Why It’s Extremely Hard to Start an AI Application Business with Large Language Models
🌈 Abstract
The article discusses the challenges of starting an AI application business based on large language models (LLMs). It argues that most startups focusing solely on LLM applications are likely to fail within six months due to the difficulty of finding genuine user needs, the unreliable performance of LLMs, and the strong competition from ChatGPT.
🙋 Q&A
[01] Why It's Extremely Hard to Start an AI Application Business with Large Language Models
1. What are the key challenges in starting an AI application business based on large language models?
- Most essential user needs are already well met in today's oversaturated market, making it hard to find genuine pain points that AI can address.

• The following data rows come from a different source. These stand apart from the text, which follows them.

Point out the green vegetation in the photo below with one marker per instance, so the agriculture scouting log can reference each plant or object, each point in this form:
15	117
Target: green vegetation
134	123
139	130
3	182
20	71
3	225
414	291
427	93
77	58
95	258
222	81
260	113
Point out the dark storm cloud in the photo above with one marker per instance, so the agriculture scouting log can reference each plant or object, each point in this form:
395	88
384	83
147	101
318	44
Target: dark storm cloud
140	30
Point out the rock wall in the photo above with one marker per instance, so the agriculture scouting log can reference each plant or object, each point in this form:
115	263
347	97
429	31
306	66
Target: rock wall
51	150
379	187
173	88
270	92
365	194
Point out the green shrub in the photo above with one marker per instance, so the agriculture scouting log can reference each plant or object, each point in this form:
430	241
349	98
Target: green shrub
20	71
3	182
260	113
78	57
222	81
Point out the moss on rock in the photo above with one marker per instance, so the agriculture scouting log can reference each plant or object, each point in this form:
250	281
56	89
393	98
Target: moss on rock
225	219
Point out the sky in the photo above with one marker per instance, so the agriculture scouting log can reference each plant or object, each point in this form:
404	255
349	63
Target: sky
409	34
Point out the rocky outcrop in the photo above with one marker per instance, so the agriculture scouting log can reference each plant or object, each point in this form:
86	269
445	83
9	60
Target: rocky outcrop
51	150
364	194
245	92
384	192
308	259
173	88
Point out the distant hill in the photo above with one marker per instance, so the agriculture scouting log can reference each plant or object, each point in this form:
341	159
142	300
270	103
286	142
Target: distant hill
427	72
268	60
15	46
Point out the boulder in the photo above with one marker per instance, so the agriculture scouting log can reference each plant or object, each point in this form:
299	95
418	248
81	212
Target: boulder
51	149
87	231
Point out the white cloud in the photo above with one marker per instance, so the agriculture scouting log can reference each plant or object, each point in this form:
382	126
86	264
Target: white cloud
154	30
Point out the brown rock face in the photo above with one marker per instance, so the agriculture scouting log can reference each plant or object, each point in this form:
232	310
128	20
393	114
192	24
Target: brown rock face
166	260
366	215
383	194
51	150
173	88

- AI solutions based on LLMs often fall short of expectations, with accuracy typically around 80-90%, resulting in only 64% reliability when multiple API calls are required.
- Users are increasingly impatient and expect a 10x improvement over existing solutions, which is difficult to achieve with the current 70-80% success rate of AI.

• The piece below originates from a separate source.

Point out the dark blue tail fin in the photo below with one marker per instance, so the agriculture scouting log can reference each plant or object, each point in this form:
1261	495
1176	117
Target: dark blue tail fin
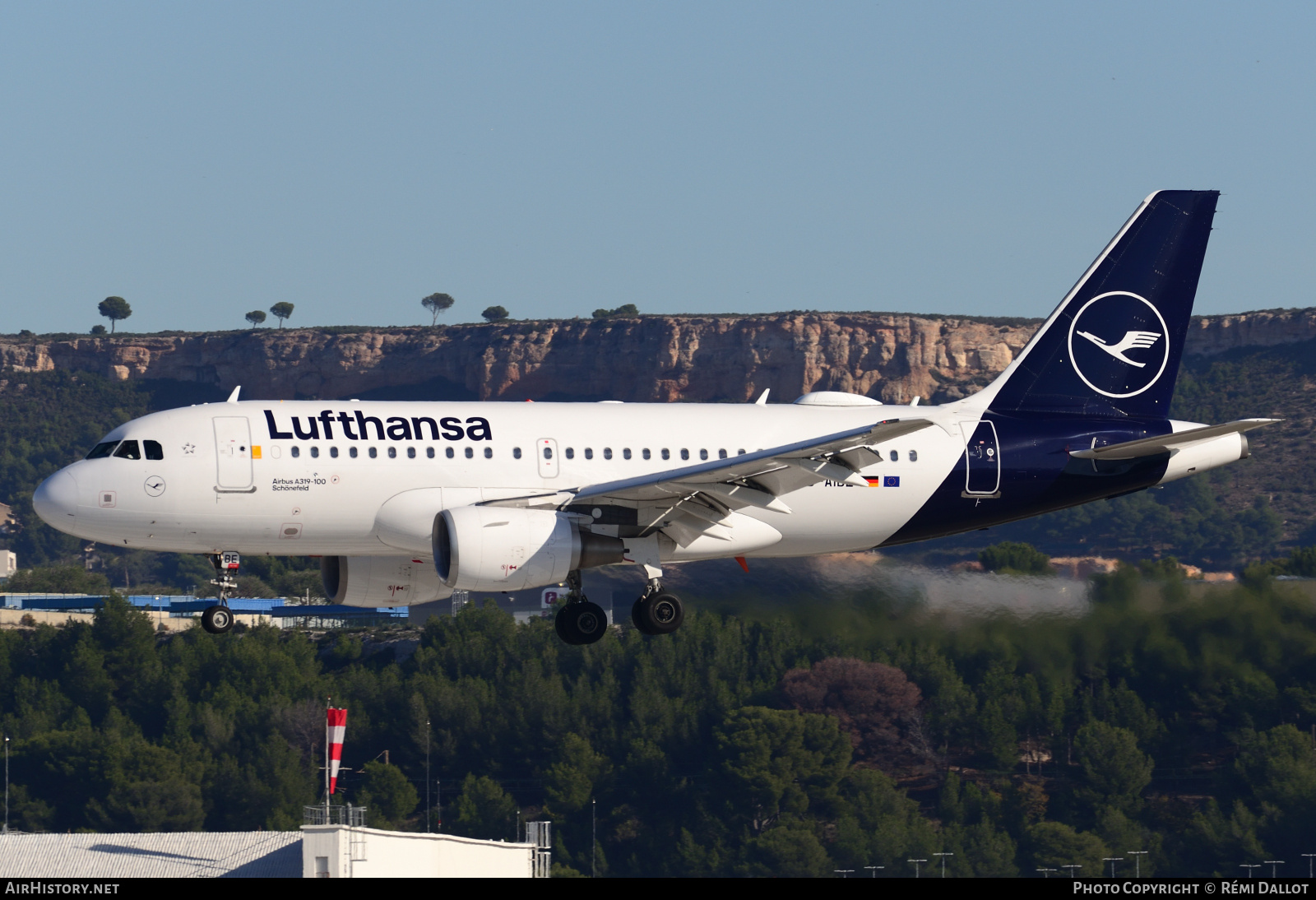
1112	346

- ChatGPT offers greater flexibility and user trust, making it hard for new AI applications to compete.
- The high costs of using LLMs, due to extensive prompt engineering and token usage, make it challenging to generate a profitable business model.
2. Why are voice synthesis applications more successful than other AI modalities?
- Voice synthesis applications don't necessarily solve problems, but rather generate new traffic, which is more important in today's oversupplied market.
- Voice synthesis has the ability to create viral content, which is a key factor in its success.
[02] The Potential of Other AI Modalities
1. What other AI modalities does the author see potential in, besides large language models? The author sees a lot of potential in other AI modalities, such as images, videos, and 3D, rather than just focusing on large language models.